The Lost Art of Handwriting
When was the final time you sat down to jot down a letter? In an more and more digital existence, handwriting as a apply — not to mention correspondence by mail — falls additional and farther from each day discourse. Handwritten: Remarkable People on the Page (2024) by University of Oxford Fellow Lesley Smith collects samples of handwritten paperwork from notable individuals in historical past from the Bodleian Library on the University of Oxford’s assortment, ranging again so far as the second century BCE.
In an introductory essay, Smith cites Walter Benjamin’s 1935 essay “The Work of Art in the Age of Mechanical Reproduction,” through which he asserts that expertise for making high-quality reproductions would devalue the idea of an unique work. “Benjamin was absolutely right in recognizing the importance of the new technology,” writes Smith, “but equally wrong in his analysis of its effects.” Far from rendering originals out of date, the exclusivity of such objects and paperwork has made all of them the extra treasured.
Grouped into classes corresponding to “Poets and Novelists” (together with T.S. Eliot, Charlotte Brontë, and Franz Kafka), “Reformers” (like Martin Luther, Eleanor Rathbone, and Mahatma Gandhi), “Spies and Detectives” (corresponding to Arthur Conan Doyle, Raymond Chandler, and Dorothy L. Sayers), and plenty of extra, the guide catalogs letters, diaries, sketches, scientific notes, {and professional} outreach from a colourful coterie of historic figures. Much like signatures, a handwritten letter signifies the presence of its writer in ways in which typewritten phrases by no means can.

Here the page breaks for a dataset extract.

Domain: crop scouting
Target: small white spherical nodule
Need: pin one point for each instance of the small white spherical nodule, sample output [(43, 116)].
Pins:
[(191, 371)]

Though handwriting evaluation (or graphology) has been largely debunked as a science, it’s nonetheless fascinating to see how some of probably the most resoundingly well-known writers truly, , wrote.
For instance, Handwritten consists of reproductions of excerpts of “Volume the First,” a group of quick works Jane Austen wrote by hand starting round age 11 and consolidated right into a single pocket book in 1793. These pages, regardless of their strike-through revisions and spelling errors, display a refinement of penmanship that feels par for the course for a girl of her milieu.
Other letters included within the assortment additionally mirror the handwriting conventions of their time. Letters from Mary, Queen of Scots and Henry VIII virtually appear like the textual content of illuminated manuscripts, with their ornate, blocky, and serif-heavy calligraphy.
The closing part of the guide is devoted to “Scribes and Calligraphers” — individuals who earned their livelihoods by setting phrases to paper. Though their names are much less well-known than some of these in different sections, the works of handwriting on this part are particularly phenomenal, making it a grand conclusion. In an excerpt from a 1599 version of Proverbs of Solomon lettered by Esther Inglis, as an illustration, a number of types of her handwriting are on view, together with roman, italics, and capital-letter textual content across the border of a self-portrait — in addition to the phrases that depiction, in flip, inscribes into the web page.
With ever-fewer numbers of individuals prepared to interact within the time-consuming course of of making issues by hand — even thanks notes, or letters to family members — maybe the very best a star can hope for is a font that characterizes their persona (for higher or worse). But no less than with Handwritten, we will web page by means of an in depth archive of those that noticed the worth in setting issues down by their very own hand.
Handwritten: Remarkable People on the Page (2024), by Lesley Smith, published by University of Chicago Press, is offered for buy on-line and in bookstores.